OK, so won’t actually generate a stack overflow error in SQL Server, but it makes for a good title. Some time ago I was asked to write a custom deferred revenue integration into GP. There were some quirks to their recognition schedule that prevented them from using the standard deferred revenue module.
For those of you not familiar with deferred revenue, here’s a quick primer. If you pay $24 for a 12 month magazine subscription, the publisher is not allowed to recognize and report to their stockholders the entire $24 when they receive it. They can only recognize revenue as they’ve delivered the service, in this case each magazine, to you. As such, they will recognize and report $2 in revenue each month.
OK, so how do you write a SQL statement that takes a set of rows and creates multiple rows from each individual row. Let’s say that we have a sales table, tblSales, that has an amount to be recognized, a starting month and a number of months to be recognized over as follows:
OrderNumber | Amount | StartingMonth | RecognitionMonths |
1 | $120.00 | 3/2010 | 3 |
2 | $257.00 | 2/2010 | 7 |
To make this easy, we’ll recognize the revenue equally over the number of months. Often revenue needs to be recognized according to the number of days in the month and take into account starting and ending dates that are mid-month. In this case we’ll use a simple model and simply need to return a dataset of 10 rows as follows:
OrderNumber | AmountRecognized | MonthRecognized |
1 | $40.00 | 3/2010 |
1 | $40.00 | 4/2010 |
1 | $40.00 | 5/2010 |
2 | $36.71 | 2/2010 |
2 | $36.71 | 3/2010 |
2 | $36.71 | 4/2010 |
2 | $36.71 | 5/2010 |
2 | $36.71 | 6/2010 |
2 | $36.71 | 7/2010 |
2 | $36.74 | 8/2010 |
So how, in a SQL statement, can we get from 2 rows to 10? As with any problem, I’m sure we could come up with any number of solutions using WHILE loops and table variables, but I’m going to use the opportunity to introduce recursion in SQL.
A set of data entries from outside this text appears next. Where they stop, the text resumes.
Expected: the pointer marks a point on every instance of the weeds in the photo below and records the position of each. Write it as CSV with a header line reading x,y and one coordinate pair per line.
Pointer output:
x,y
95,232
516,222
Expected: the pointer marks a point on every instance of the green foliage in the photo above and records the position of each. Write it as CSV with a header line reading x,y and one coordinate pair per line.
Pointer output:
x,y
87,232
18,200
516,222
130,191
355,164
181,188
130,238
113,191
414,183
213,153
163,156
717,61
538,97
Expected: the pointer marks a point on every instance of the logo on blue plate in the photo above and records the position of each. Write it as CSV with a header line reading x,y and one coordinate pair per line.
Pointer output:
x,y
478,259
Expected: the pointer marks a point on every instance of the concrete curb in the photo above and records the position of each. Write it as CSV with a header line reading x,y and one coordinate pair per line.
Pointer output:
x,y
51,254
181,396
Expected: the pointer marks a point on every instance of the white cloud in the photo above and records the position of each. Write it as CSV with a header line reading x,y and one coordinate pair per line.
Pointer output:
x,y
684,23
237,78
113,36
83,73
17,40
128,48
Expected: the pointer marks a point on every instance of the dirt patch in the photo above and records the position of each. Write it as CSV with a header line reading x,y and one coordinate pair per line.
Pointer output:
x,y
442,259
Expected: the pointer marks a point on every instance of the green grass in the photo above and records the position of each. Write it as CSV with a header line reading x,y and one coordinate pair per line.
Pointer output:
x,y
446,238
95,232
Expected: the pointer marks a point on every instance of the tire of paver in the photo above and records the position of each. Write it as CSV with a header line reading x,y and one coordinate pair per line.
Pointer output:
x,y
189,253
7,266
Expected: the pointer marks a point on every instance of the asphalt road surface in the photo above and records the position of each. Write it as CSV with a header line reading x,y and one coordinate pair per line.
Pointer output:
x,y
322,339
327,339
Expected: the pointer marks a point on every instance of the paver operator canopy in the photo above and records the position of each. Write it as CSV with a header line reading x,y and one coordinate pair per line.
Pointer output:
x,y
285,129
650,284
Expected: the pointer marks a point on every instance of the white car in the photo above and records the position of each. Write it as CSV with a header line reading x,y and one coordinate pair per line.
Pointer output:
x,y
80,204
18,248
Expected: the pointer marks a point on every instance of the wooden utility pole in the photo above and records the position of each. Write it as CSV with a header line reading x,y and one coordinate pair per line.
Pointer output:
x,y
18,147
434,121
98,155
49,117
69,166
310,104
Recursion is a feature of the T-SQL Common Table Expression. It is essentially a common table expression (CTE) that references itself. Let’s look at the following statement:
WITH DeferredRevenueEntries(
OrderNumber
,AmountRecognized
,MonthRecognized
,RecognitionMonths
,CurrentMonthIndex) AS
(
-- Anchor member
-- The anchor member creates the entry for the first month.
SELECT
OrderNumber
,AmountRecognized = Amount / RecognitionMonths
,MonthRecognized = StartingMonth
,RecognitionMonths
,1 AS CurrentMonthIndex
FROM tblSales
UNION ALL
-- Recursive member
-- Recurse one time for each additional month to be recognized
SELECT
OrderNumber
,AmountRecognized
,MonthRecognized = DATEADD(month, 1, MonthRecognized)
,RecognitionMonths
,CurrentMonthIndex = CurrentMonthIndex + 1
FROM DeferredRevenueEntries
WHERE CurrentMonthIndex < RecognitionMonths
)SELECT
OrderNumber
,AmountRecognized
,MonthRecognized
FROM DeferredRevenueEntries
ORDER BY
OrderNumber
,MonthRecognized
Here we’re defining a CTE, DeferredRevenueEntries. This is a UNION query. the first part of the union is called the anchor member. This is a SELECT statement against our source table, tblSales. This part of will return the first month rows for each of the sales records, with the amount to be recognized being the total amount divided by the number of months.
The second part is the recursive member. Note that the FROM clause is referencing the CTE itself. This will take the initial two records from the first part of the union, and keep returning them, adding one month each time. To make sure that we only return the number of records matching the number of months to be recognized, we add the field CurrentMonthIndex, increment it each time we recurse and make sure we only return records where the CurrentMonthIndex is less than the number of months to be recognized.
OK, so what happens if we forget to put in the WHERE clause in the recursive member? Will we in fact cause the aforementioned stack overflow? The answer is no. SQL is too smart for that. Instead you will recieve the following error:
Msg 530, Level 16, State 1, Line 1
The statement terminated. The maximum recursion 100 has been exhausted before statement completion.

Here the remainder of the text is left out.